Greenland guards entry to the Arctic at a time when melting sea ice has reignited competitors for power and mineral assets and attracted an elevated Russian army presence. The Pituffik Area Base on the island’s northwest coast helps missile warning and area surveillance operations for the U.S. and NATO.
Earlier than Trump’s re-election, Greenlanders hoped to leverage this distinctive place to assist the nation obtain independence. Now they concern it has made them susceptible.
Cebastian Rosing, who works for a water taxi agency that gives excursions across the Nuuk fjord, mentioned he’s annoyed that Trump is attempting to take over simply as Greenland has begun to claim its autonomy and have a good time its Inuit origins.
“It’s so bizarre to defend (the thought) that our nation is our nation as a result of it’s at all times been our nation,” he mentioned. “We’re simply getting our tradition again due to colonialism.”
Strategic significance
It’s not that Greenlanders don’t just like the U.S. They’ve welcomed Individuals for many years.
The U.S. successfully occupied Greenland throughout World Struggle II, constructing a string of air and naval bases.

After the struggle, President Harry Truman’s authorities supplied to purchase the island due to “the intense significance of Greenland to the protection of america.” Denmark rejected the proposal however signed a long-term base settlement.

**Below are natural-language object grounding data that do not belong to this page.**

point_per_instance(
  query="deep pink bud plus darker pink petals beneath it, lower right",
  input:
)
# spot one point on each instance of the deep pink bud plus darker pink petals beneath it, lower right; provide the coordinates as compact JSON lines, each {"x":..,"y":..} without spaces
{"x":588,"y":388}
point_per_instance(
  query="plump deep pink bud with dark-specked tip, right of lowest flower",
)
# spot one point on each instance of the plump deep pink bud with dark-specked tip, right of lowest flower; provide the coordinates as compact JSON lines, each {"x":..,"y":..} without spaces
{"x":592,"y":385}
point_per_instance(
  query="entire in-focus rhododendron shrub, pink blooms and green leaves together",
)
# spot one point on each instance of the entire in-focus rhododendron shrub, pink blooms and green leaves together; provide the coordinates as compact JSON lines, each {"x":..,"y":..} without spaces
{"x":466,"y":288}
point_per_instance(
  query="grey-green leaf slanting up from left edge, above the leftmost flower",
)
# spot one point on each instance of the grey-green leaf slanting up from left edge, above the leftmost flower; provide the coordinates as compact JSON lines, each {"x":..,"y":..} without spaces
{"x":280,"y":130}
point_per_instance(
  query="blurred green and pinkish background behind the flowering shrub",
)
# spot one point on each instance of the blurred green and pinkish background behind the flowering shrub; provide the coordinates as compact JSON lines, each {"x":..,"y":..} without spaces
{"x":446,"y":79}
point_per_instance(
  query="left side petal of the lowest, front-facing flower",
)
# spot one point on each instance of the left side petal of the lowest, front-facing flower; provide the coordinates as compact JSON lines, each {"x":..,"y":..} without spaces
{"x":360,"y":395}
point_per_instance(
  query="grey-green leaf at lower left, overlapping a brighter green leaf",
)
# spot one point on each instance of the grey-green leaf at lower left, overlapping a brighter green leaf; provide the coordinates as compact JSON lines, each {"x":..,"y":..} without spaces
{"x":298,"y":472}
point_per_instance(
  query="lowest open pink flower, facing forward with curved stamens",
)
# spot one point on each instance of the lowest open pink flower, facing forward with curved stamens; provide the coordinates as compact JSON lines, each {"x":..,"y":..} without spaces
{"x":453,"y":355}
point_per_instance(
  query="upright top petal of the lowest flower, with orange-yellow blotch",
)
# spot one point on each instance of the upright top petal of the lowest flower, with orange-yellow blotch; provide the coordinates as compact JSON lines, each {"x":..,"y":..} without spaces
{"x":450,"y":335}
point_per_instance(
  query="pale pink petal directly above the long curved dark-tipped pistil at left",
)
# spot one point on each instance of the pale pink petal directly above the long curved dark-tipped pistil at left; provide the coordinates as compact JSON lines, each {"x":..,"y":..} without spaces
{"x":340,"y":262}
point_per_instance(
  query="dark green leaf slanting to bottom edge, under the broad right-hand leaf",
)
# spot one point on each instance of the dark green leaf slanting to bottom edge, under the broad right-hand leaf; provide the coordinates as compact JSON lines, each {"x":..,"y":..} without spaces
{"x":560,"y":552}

When Trump resurrected the proposal throughout his first time period, it was rapidly rejected by Denmark and dismissed as a headline-grabbing stunt. However now Trump is pursuing the thought with renewed power.
Throughout a speech earlier this month he instructed a joint session of Congress that the U.S. wanted to take management of Greenland to guard its nationwide safety. “I believe we’re going to get it,” Trump mentioned. “In some way.”

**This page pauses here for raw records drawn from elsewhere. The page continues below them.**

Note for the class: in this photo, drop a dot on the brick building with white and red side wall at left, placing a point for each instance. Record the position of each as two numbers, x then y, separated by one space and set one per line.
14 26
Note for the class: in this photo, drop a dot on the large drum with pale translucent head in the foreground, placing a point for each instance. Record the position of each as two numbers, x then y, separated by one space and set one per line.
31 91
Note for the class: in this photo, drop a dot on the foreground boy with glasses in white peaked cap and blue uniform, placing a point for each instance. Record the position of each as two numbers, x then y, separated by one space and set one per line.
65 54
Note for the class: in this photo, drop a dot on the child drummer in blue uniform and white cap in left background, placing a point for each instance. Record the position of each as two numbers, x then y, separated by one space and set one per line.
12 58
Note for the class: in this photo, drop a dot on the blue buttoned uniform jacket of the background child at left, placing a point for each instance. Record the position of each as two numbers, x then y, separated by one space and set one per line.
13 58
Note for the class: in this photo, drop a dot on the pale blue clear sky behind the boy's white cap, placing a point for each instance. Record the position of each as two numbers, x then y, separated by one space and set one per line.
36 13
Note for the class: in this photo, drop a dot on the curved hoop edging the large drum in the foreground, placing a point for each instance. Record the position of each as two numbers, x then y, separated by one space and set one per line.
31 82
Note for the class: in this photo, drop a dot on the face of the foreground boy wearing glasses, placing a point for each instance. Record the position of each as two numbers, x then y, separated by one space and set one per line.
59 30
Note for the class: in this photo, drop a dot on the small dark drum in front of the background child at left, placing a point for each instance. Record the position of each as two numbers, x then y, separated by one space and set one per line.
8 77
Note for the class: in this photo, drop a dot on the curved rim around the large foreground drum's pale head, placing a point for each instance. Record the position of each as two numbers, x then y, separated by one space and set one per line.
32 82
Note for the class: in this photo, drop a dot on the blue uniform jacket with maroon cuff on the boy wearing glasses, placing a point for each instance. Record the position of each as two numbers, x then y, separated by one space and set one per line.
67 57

A mannequin within the Marshall Islands?
Even so, Trump has his admirers in Greenland.
And there’s no higher fan than Jørgen Boassen. When he spoke to The Related Press, Boassen wore a T-shirt that includes a photograph of Trump together with his fist within the air and blood streaming down his face after an assassination try final 12 months. Beneath was the slogan, “American Badass.”
Boassen works for a company known as American Dawn, which was based by former Trump official Thomas Dans and promotes nearer ties between the U.S. and Greenland.

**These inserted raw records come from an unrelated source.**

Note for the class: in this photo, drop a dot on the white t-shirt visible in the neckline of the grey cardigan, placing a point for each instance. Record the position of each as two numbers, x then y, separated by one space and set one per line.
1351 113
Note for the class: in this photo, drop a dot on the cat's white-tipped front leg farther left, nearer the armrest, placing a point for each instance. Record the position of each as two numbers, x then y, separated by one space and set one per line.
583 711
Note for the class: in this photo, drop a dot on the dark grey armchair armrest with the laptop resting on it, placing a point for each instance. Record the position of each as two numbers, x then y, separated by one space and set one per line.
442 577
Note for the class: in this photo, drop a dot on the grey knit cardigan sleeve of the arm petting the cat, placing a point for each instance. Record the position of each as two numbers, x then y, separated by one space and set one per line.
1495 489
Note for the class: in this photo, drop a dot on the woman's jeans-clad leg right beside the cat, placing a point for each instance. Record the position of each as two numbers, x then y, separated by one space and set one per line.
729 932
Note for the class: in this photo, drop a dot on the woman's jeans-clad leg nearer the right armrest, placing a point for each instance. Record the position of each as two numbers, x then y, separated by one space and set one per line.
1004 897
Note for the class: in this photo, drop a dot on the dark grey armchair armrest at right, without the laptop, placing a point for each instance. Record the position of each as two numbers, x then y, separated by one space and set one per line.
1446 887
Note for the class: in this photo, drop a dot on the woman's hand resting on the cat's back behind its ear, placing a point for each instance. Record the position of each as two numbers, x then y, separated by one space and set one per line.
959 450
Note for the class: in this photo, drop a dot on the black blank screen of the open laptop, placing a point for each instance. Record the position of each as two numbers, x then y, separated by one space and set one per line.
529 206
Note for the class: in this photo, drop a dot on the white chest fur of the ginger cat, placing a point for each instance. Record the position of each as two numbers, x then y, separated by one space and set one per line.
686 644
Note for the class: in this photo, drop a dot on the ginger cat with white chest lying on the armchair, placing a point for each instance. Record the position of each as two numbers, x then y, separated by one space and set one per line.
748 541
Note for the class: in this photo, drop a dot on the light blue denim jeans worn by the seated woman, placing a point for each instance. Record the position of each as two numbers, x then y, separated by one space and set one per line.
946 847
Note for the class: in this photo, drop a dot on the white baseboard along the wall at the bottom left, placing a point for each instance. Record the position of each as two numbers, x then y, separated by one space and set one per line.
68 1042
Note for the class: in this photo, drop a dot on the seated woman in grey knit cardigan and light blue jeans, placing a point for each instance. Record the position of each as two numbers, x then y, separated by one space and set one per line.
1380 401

The previous bricklayer, who describes himself as “110%″ Inuit, has a litany of complaints about Denmark, most stemming from what he sees as mistreatment of native individuals throughout colonial rule. Particularly, he cites Inuit ladies who say they had been fitted with contraception units with out their permission throughout the Nineteen Seventies.
Trump should act to safe America’s again door, Boassen says, as a result of Denmark has failed to ensure Greenland’s safety.
However even he desires Greenland to be unbiased, a U.S. ally however not the 51st state.
What he has in thoughts is one thing extra just like the free-association settlement the Marshall Islands negotiated with the U.S. when it turned unbiased in 1986. That settlement acknowledges the Pacific archipelago as a sovereign nation that conducts its personal international coverage however provides the U.S. management over protection and safety.
“We’re in 2025,’’ Boassen mentioned. “So I don’t consider they will come right here and take over.”
No matter occurs, most Greenlanders agree that the island’s destiny needs to be as much as them, not Trump.
“We’ve to face collectively,’’ Christiansen mentioned, her knitting needles clicking and clacking.
This story, supported by the Pulitzer Middle for Disaster Reporting, is a part of an ongoing Related Press collection masking threats to democracy in Europe.